Push to Modernize Spurs Industrial Construction

The advanced age of U.S. warehouses–43 years on average–is spurring record construction as big e-commerce and retail distributors demand larger, more modern facilities, reported CBRE, Dallas.

In a report, Aging Warehouse Inventory Justifies Record Development, CBRE reported warehouse construction activity totaled a record 627 million square feet by the end of the second quarter.

CBRE said one-fourth of existing warehouse space is more than 50 years old; most of that product tends to have a smaller footprint and lack features, design and amenities required by modern distributors. Newer warehouses tend to measure larger than 200,000 square feet–and can exceed one million square feet–and feature high ceiling heights, air conditioning, huge floorplans and cross-dock layouts to allow for fast unloading and reloading.
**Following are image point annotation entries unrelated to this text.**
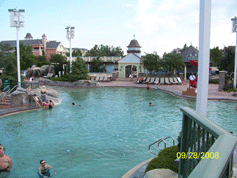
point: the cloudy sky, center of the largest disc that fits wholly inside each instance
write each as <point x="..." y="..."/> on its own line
<point x="158" y="26"/>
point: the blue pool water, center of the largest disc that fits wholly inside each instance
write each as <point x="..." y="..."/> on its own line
<point x="104" y="137"/>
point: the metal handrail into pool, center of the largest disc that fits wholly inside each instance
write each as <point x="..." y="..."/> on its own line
<point x="200" y="135"/>
<point x="165" y="139"/>
<point x="160" y="140"/>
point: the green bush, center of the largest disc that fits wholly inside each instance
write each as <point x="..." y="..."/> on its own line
<point x="39" y="64"/>
<point x="229" y="89"/>
<point x="214" y="81"/>
<point x="165" y="160"/>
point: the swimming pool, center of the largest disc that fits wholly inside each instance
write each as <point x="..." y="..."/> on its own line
<point x="104" y="137"/>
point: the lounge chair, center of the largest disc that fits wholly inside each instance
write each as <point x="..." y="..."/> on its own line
<point x="175" y="80"/>
<point x="148" y="80"/>
<point x="172" y="81"/>
<point x="101" y="78"/>
<point x="152" y="80"/>
<point x="167" y="81"/>
<point x="179" y="80"/>
<point x="156" y="81"/>
<point x="162" y="81"/>
<point x="97" y="78"/>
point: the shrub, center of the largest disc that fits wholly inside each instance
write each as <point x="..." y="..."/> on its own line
<point x="165" y="160"/>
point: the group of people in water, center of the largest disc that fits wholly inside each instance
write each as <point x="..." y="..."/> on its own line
<point x="6" y="165"/>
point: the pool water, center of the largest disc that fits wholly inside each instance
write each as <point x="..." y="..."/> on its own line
<point x="107" y="135"/>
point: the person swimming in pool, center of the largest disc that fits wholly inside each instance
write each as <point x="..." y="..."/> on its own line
<point x="5" y="162"/>
<point x="51" y="104"/>
<point x="44" y="170"/>
<point x="75" y="104"/>
<point x="150" y="104"/>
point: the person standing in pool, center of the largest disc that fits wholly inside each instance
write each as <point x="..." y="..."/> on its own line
<point x="43" y="94"/>
<point x="44" y="170"/>
<point x="51" y="104"/>
<point x="5" y="162"/>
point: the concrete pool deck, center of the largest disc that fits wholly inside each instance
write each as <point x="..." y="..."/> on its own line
<point x="213" y="92"/>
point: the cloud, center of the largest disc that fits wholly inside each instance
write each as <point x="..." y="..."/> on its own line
<point x="126" y="5"/>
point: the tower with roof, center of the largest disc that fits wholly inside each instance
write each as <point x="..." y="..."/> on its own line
<point x="132" y="63"/>
<point x="134" y="47"/>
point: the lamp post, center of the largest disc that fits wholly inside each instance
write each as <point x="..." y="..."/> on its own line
<point x="17" y="20"/>
<point x="234" y="29"/>
<point x="70" y="35"/>
<point x="203" y="56"/>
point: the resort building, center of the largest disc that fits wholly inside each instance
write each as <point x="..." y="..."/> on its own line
<point x="40" y="45"/>
<point x="130" y="64"/>
<point x="189" y="54"/>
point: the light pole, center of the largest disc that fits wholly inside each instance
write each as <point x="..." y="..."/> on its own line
<point x="17" y="20"/>
<point x="234" y="29"/>
<point x="203" y="56"/>
<point x="70" y="35"/>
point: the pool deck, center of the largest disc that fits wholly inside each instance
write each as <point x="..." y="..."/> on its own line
<point x="213" y="92"/>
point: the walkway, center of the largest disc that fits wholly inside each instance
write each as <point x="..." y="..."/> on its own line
<point x="213" y="92"/>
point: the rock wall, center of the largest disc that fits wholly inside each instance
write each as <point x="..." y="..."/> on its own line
<point x="39" y="71"/>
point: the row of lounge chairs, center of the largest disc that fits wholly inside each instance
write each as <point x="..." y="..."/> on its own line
<point x="152" y="80"/>
<point x="102" y="79"/>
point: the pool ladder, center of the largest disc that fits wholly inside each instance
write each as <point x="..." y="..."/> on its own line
<point x="158" y="144"/>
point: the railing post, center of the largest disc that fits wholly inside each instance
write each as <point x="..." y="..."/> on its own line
<point x="183" y="145"/>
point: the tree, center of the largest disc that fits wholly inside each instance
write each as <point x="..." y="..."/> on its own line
<point x="4" y="50"/>
<point x="152" y="62"/>
<point x="79" y="70"/>
<point x="104" y="51"/>
<point x="41" y="60"/>
<point x="58" y="60"/>
<point x="75" y="53"/>
<point x="216" y="55"/>
<point x="173" y="61"/>
<point x="10" y="69"/>
<point x="97" y="65"/>
<point x="27" y="58"/>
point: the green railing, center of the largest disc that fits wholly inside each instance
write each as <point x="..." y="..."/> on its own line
<point x="206" y="148"/>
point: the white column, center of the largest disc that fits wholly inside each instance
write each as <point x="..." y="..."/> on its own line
<point x="185" y="72"/>
<point x="235" y="69"/>
<point x="203" y="56"/>
<point x="70" y="55"/>
<point x="18" y="58"/>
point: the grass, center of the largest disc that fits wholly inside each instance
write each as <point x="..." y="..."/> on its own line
<point x="165" y="160"/>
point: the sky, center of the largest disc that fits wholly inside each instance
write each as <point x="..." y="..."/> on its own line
<point x="158" y="26"/>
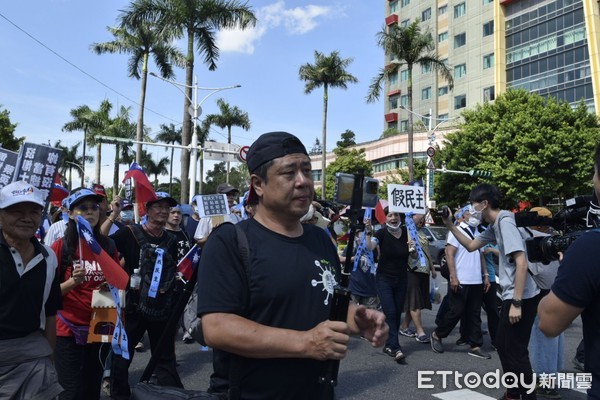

Robust construction over the past decade has expanded overall U.S. warehouse square footage by 18.6 percent, mostly from the need for larger facilities, the report said.

Courtesy CBRE, Dallas

“The warehouse sector has undergone more modernization other than many other asset classes in commercial real estate over the past 10 to 20 years,” said John Morris, CBRE Americas President of Industrial & Logistics. “The market can support more of these bigger, better buildings as well as most of the older facilities.”

Morris noted industrial buildings that have grown “truly obsolete” will likely be redeveloped into other uses.

“That’s not to say that older buildings aren’t in demand,” CBRE said, noting occupancy at warehouses older than 40 years exceeds 95 percent on average. “[But] any of those older facilities are in urban, infill locations that are ideal for distribution to large, densely packed populations. Markets with the youngest average warehouse age tend to be those with relatively available, affordable land and within an ideal distribution radius of large population centers.”

The industrial sector faces some problems beyond aging stock. Bloomberg and CNBC recently reported that Amazon has closed some warehouses or cancelled plans to open new facilities after it aggressively added space to meet surging e-commerce demand in recent years. Data firm MWPVL, Côte Saint-Luc, Quebec, said Amazon will close nearly 25 million square feet of warehouse space and will delay opening 21 locations totaling nearly 28 million square feet.